Parece que habla de algo pero, en realidad, es una trampa dialéctica escondida en el lenguaje lo que despliega, y nada más. Reflexiona en todo momento –en el sentido óptico– sobre el otro posible significado diferente de lo que dice, así refracta los significados, desposee al significante, y de esta manera no podemos asegurar donde se encuentra en realidad, y que valor tiene lo que dice. Se podría decir que sus expresiones premeditadamente están vacías, pero revestidas de materia reflectante, de una capa de retórica confusa, y así funcionan como aparatos a-significantes que, en virtud de esta cualidad de reflejar todo lo que les rodea, nos confunde, porque aparentan querer decir algo; este desconcierto es lo que aprovechan. Lo que se refleja se vislumbra, pero no se ve.
Por lo tanto cuando el gallego se comunica no nos transmite nada de lo que sucede, no hay datos nuevos en su discurso, la realidad no aparece plasmada, sólo descubrimos un conjunto de posibles significados y de dobles significados también, aparentemente concretos, al menos para él, pero realmente confusos, incluso para él mismo. Lo importante no es lo que hay, la realidad, sino lo que planea el otro sobre ella, y el lenguaje le sirve para descubrir esos supuestos perversos planes –porque el gallego es un experto en pensar mal de los demás– y para camuflar los suyos. ¿Cómo habrá sido el ambiente en el que se ha desarrollado Galicia para dar un tipo humano tan desconfiado, un individuo tan cativo?.

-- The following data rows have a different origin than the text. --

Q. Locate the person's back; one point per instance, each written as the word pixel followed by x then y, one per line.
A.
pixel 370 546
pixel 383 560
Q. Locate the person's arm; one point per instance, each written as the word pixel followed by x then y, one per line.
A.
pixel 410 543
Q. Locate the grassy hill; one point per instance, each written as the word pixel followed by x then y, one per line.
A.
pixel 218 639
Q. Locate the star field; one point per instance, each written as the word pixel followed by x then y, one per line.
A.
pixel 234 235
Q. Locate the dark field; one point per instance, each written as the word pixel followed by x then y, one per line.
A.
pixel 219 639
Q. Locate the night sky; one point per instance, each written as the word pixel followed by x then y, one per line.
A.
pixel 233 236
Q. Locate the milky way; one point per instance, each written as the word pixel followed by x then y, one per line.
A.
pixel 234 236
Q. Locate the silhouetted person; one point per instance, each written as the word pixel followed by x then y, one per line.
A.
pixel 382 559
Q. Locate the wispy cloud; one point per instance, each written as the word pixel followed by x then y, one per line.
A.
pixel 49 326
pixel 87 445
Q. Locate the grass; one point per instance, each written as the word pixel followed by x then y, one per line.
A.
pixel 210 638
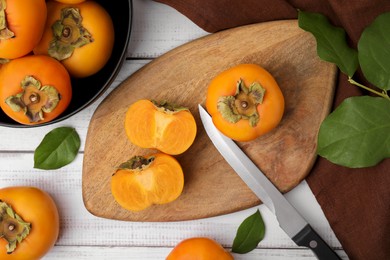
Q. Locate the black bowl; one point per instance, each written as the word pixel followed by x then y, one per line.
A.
pixel 89 89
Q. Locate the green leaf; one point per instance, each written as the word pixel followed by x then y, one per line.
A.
pixel 356 134
pixel 331 42
pixel 57 149
pixel 249 234
pixel 374 52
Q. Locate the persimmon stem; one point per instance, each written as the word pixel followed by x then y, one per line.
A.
pixel 382 94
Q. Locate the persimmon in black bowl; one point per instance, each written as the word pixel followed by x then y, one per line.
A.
pixel 87 89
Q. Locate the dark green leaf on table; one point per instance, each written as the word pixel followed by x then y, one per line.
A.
pixel 356 134
pixel 374 52
pixel 57 149
pixel 331 42
pixel 249 234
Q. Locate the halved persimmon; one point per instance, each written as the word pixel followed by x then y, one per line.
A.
pixel 245 102
pixel 168 128
pixel 146 180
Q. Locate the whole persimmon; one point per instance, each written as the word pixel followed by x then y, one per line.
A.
pixel 70 1
pixel 22 26
pixel 81 36
pixel 146 180
pixel 160 125
pixel 34 89
pixel 199 248
pixel 245 102
pixel 29 223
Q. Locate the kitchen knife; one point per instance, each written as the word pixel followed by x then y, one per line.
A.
pixel 295 226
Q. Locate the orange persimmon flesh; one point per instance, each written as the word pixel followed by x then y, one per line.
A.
pixel 155 179
pixel 149 126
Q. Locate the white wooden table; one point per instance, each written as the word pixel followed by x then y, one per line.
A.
pixel 156 29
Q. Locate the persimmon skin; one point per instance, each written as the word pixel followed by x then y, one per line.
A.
pixel 270 111
pixel 44 68
pixel 90 58
pixel 199 248
pixel 70 1
pixel 37 207
pixel 148 127
pixel 27 20
pixel 160 183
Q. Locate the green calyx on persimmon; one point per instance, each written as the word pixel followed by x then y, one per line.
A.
pixel 12 227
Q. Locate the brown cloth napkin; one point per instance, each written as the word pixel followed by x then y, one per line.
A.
pixel 356 202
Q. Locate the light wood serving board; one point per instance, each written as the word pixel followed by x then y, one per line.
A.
pixel 212 188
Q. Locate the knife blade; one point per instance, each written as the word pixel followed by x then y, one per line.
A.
pixel 295 226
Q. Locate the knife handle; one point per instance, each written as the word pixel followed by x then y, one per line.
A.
pixel 307 237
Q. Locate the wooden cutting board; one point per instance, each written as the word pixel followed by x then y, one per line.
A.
pixel 212 188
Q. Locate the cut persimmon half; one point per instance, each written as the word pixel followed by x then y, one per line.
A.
pixel 160 125
pixel 144 181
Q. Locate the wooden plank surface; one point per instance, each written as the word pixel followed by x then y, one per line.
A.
pixel 181 76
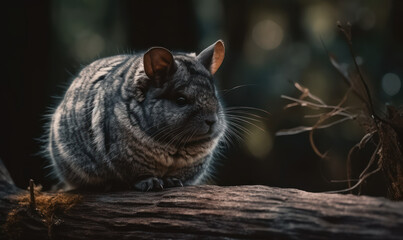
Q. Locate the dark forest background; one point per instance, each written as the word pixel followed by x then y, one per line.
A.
pixel 269 44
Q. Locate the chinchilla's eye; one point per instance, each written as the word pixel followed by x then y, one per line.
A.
pixel 181 101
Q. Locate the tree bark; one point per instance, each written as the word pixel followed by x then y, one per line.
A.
pixel 213 212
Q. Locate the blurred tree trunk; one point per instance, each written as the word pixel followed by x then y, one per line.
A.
pixel 213 212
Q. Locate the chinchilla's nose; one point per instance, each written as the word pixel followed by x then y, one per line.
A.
pixel 210 120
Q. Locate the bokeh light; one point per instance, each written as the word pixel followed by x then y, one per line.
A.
pixel 267 34
pixel 391 84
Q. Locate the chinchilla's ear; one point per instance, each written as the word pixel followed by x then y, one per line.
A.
pixel 212 56
pixel 158 64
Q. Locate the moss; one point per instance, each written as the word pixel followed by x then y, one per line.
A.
pixel 44 215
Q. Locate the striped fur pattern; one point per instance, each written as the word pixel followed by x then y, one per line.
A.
pixel 115 125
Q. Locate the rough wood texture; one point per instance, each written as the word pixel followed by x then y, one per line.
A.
pixel 241 212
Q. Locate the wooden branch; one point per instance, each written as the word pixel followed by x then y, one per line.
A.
pixel 213 212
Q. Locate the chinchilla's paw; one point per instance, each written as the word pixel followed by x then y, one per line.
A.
pixel 172 182
pixel 149 184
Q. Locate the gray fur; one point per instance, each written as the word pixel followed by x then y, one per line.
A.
pixel 114 126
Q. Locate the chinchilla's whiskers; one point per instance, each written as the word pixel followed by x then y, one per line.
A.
pixel 159 132
pixel 167 134
pixel 240 119
pixel 240 127
pixel 246 115
pixel 186 140
pixel 226 91
pixel 177 137
pixel 248 108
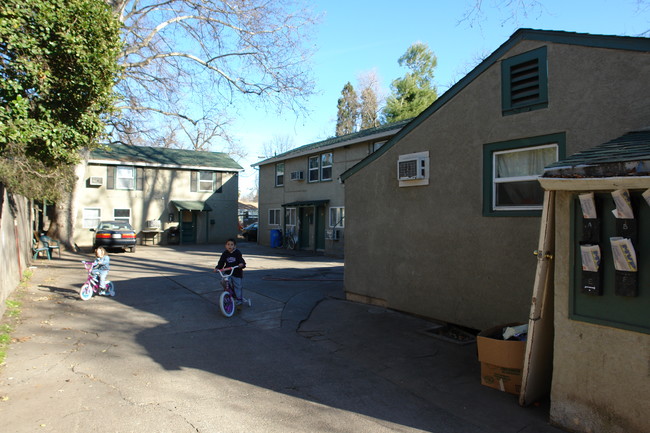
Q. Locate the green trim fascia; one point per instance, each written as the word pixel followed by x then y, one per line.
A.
pixel 583 39
pixel 490 148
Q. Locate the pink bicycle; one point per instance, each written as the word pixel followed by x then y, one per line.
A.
pixel 228 300
pixel 92 285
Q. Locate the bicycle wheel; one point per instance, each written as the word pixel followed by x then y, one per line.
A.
pixel 86 292
pixel 227 304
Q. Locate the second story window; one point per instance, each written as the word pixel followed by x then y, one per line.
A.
pixel 206 181
pixel 326 166
pixel 125 178
pixel 279 174
pixel 314 168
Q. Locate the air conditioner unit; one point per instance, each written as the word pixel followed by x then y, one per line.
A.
pixel 412 168
pixel 297 175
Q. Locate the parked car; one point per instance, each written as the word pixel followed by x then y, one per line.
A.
pixel 115 234
pixel 250 232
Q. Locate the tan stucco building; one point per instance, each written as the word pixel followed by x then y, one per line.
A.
pixel 191 194
pixel 300 190
pixel 453 240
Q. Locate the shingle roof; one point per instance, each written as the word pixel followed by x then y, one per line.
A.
pixel 628 155
pixel 164 157
pixel 333 141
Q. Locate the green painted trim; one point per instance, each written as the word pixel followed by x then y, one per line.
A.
pixel 582 39
pixel 490 148
pixel 609 309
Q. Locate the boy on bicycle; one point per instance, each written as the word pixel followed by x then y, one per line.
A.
pixel 229 258
pixel 101 265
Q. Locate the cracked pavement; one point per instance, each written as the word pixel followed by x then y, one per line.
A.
pixel 158 357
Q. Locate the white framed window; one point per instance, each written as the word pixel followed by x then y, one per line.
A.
pixel 337 217
pixel 122 215
pixel 514 176
pixel 274 217
pixel 290 216
pixel 125 178
pixel 91 217
pixel 314 168
pixel 206 181
pixel 279 174
pixel 326 166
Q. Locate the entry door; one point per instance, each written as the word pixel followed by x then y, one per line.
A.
pixel 306 224
pixel 188 227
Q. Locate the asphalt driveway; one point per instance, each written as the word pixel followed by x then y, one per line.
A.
pixel 158 357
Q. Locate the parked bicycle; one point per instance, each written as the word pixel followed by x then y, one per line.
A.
pixel 91 286
pixel 228 301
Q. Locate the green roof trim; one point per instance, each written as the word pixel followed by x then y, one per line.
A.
pixel 180 158
pixel 582 39
pixel 342 140
pixel 627 155
pixel 191 205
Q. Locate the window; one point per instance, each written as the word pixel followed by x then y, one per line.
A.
pixel 125 178
pixel 337 217
pixel 122 215
pixel 279 174
pixel 290 216
pixel 511 170
pixel 326 166
pixel 524 82
pixel 91 217
pixel 206 181
pixel 314 169
pixel 274 217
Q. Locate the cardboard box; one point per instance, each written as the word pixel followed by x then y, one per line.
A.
pixel 502 361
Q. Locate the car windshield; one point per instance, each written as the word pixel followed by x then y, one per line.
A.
pixel 115 225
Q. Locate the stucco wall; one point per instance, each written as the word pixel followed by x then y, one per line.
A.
pixel 161 186
pixel 600 374
pixel 429 250
pixel 272 197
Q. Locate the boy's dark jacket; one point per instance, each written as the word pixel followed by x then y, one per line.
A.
pixel 232 259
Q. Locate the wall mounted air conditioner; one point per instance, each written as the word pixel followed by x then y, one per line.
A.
pixel 413 169
pixel 297 175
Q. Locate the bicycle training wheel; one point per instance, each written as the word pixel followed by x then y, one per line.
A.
pixel 86 292
pixel 227 304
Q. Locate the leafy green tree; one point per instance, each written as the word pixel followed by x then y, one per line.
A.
pixel 58 67
pixel 348 111
pixel 413 93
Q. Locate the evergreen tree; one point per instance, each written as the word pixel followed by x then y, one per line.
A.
pixel 348 111
pixel 413 93
pixel 369 108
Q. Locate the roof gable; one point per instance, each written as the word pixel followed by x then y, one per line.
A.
pixel 340 141
pixel 559 37
pixel 158 156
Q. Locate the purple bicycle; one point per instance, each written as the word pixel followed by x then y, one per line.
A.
pixel 228 300
pixel 92 285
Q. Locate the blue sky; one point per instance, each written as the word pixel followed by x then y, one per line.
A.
pixel 357 36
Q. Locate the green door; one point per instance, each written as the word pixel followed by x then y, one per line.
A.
pixel 188 227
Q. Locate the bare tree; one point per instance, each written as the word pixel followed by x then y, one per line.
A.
pixel 370 99
pixel 188 65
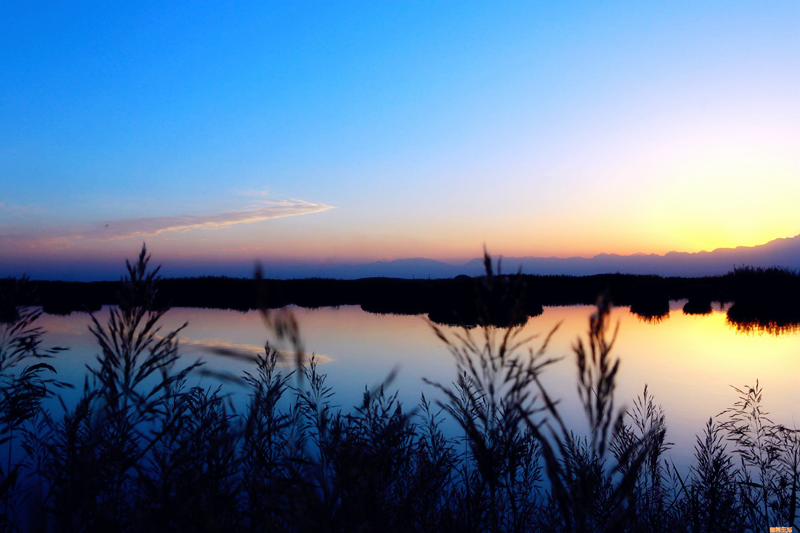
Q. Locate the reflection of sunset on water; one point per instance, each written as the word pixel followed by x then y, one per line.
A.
pixel 688 362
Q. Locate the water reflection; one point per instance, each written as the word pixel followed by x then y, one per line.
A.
pixel 688 361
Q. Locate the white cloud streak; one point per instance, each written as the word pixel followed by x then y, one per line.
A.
pixel 151 226
pixel 147 227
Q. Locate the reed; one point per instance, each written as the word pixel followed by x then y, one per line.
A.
pixel 144 450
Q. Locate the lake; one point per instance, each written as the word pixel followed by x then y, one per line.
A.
pixel 688 362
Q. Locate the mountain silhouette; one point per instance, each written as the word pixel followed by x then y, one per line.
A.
pixel 779 252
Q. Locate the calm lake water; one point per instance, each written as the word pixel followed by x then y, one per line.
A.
pixel 689 362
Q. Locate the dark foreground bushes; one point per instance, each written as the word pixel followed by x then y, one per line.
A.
pixel 142 450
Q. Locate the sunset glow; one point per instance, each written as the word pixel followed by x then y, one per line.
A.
pixel 346 135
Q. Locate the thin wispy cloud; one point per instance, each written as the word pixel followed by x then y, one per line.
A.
pixel 147 227
pixel 152 226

No es un lenguaje descriptivo, el gallego, sino un metalenguaje inquisitivo, repleto de suposiciones de lo que pretende el otro, un complejo de sospechas, argüido desde una atalaya mal intencionada, rodeada de vericuetos de dobles encrucijadas, de vías que se bifurcan, que empujan hacia el despiste; armas de su estrategia. ¿Qué camino nos propone su dialéctica? Sólo dibuja encrucijadas donde chanta confusos cruceiros sin ninguna indicación. ¿Dice esto o lo contrario? Sólo dice ambigüedades donde siembra confusiones; mientras te paras a pensarlo, te adelanta.
Lo que nos cuenta un gallego nunca nos sirve para saber qué sucede o qué existe o por dónde debemos seguir, sólo nos transmitirá la sensación inquietante de que pasa algo que se nos escapa, con el fin de que se nos vaya la lengua en esa intranquilidad. El gallego gasta gran parte de sus energías en dar a entender que hay algo a lo que se refiere, que realmente habla de algo, cuando ni el mismo sabe de qué carallo está hablando. Ahora bien, entre ellos se entienden, o creen entenderse, porque es el más absoluto y hermético galimatías una conversación entre dos gallegos. Esto lo constata cualquier otro español que los escuche, porque escucharlos no implica entenderlos, por mucho que uno se esfuerce. Este sería el gran descubrimiento del siglo para los gallegos: cuando dialogan dos gallegos lo cierto es que no están hablando de lo mismo, cada uno va a su rollo y no lo saben, creen que establecen una conversación cuando en realidad escenifican un desacuerdo, una confusión perpetrada por dos ignorantes de esa divagación autista. Habla cada uno de una cosa diferente y lo desconocen.
El gallego no reconoce ni utiliza las frases afirmativas, sólo conoce frases que proponen otro significado ambiguo que uno tiene que averiguar qué querrá decir.1 Utiliza las palabras con un significado supuesto que nada tiene que ver con la realidad, con su verdadero significante. De repente cualquier palabra adquiere cualquier significado. Y la utiliza para insinuar algo que, por algún motivo, deberíamos saber de qué se trata,2 pero esto es únicamente una treta pertreñada para que soltemos todos los detalles que él cree que le estamos intentando ocultar con algún subrepticio fin.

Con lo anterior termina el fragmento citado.